Hello all, happy holiday season =)
I have been reading through the tutorial materials on the Calcite site +
repo, and have watched the BOSS 2021 YouTube recording covering the Lucene
implementation (excellent workshop, by the way -- thank you!)

I am interested in working on a side project for fun & learning, but I'm
not familiar with this area, and also don't have a formal education.

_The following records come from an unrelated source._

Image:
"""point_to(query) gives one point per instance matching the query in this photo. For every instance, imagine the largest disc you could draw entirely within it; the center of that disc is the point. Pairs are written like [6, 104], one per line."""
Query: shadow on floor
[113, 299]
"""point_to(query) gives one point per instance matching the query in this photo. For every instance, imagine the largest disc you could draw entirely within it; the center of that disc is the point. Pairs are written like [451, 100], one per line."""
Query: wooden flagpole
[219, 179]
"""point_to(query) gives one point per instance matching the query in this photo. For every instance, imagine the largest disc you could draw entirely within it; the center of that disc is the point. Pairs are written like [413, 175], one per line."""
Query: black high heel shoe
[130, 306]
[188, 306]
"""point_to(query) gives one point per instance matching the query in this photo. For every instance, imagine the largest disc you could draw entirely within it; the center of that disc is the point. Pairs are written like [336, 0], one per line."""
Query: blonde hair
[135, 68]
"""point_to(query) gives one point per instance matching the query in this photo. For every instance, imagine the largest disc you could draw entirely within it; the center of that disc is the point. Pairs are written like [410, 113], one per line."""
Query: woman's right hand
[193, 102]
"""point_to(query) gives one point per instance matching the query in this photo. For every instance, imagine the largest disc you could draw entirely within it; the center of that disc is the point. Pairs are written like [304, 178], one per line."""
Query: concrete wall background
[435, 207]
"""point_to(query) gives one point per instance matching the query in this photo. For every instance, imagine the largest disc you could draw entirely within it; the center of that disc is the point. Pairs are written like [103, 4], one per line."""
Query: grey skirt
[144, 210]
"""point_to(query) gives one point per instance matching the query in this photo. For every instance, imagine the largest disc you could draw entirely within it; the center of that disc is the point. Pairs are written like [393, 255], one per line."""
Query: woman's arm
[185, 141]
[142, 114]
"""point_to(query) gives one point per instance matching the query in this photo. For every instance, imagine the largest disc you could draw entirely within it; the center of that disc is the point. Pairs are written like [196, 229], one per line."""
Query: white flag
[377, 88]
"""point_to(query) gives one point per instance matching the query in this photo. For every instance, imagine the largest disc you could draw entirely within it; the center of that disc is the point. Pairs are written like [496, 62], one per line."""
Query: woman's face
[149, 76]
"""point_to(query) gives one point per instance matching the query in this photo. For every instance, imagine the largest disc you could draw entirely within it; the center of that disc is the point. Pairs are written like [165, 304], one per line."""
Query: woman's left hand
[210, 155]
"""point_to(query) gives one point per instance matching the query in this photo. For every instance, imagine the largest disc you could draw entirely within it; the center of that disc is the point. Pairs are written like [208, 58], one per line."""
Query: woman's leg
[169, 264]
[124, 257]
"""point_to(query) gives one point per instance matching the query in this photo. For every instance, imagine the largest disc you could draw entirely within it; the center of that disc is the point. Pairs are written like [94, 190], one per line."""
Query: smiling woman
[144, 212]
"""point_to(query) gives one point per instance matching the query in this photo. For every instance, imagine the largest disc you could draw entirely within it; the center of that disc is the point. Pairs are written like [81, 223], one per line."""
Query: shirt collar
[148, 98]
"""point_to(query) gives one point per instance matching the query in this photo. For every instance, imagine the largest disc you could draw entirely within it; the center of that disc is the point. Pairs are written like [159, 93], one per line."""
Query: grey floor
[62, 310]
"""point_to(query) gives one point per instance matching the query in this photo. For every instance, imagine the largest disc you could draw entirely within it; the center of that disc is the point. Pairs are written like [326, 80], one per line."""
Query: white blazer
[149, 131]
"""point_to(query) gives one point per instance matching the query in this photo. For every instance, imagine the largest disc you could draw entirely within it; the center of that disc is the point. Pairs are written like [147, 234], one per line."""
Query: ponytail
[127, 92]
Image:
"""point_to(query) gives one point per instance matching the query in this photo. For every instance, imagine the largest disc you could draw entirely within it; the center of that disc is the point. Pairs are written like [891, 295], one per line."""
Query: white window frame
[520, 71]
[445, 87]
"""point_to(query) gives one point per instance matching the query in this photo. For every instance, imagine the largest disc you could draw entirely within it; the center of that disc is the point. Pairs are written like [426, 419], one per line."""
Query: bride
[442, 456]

My idea is to try to implement an auto-generated GraphQL API on top of
Calcite data sources.
Roughly the thought is something like:

1) Calcite adapter provides schema information/metadata
2) Some class/function consumes the schema, and generates the corresponding
GraphQL type and CRUD resolvers for it:
   - IE, for some table *"user"*, you might have *"find_user()"*,
*"insert_user()"*, *"update_user()"*, and *"delete_user()"*, which take
SQL-like filter & update expressions
3) The resolver functions translate the GraphQL query AST -> Calcite
query/expression AST, which is passed on to the adapters to execute

I am sure it is not so easy, but hopefully this gets the gist across:
==================================================
*[Server]: *makeGQLSchemaFromCalciteDataSources() --->
               GraphQL schema ---> *[Client receive]*

*[Client]:*  graphqlQuery("...")  --->
*               [Server receive]:* convertGQLQueryAstToRelExpr(query) --->
                                            Execute expression against
adapters --->
                                            Result ---> *[Client]*
==================================================

As a silly example (or if you've never heard of GraphQL), taking a possible
schema for a "collaborative" Todo app:
*user <-> user_todos <-> todo*

Here is what a GQL query might look like, and an example of the generated
Postgres SQL query + EXPLAIN ANALYZE plan for it (from a tool that does
this type of thing already):
- https://gist.github.com/GavinRay97/c667e71b595037388e72924a78708d86

I find this a really interesting problem, because of Calcite's ability to
dispatch a single query to multiple data sources.
This fits nicely with GraphQL's query model, because you can write things
like:

query {
>   user_from_db1(where: { name: { eq: "Person" } }) {
>      ...<fields>
>      todos_from_csv_file {
>           ...<fields>
>     }
> }


And then it is the server's job to fetch the right data from the right
places, efficiently.

I apologize if any of this (or the formatting) breaks mailing-list
etiquette, I've not used one before.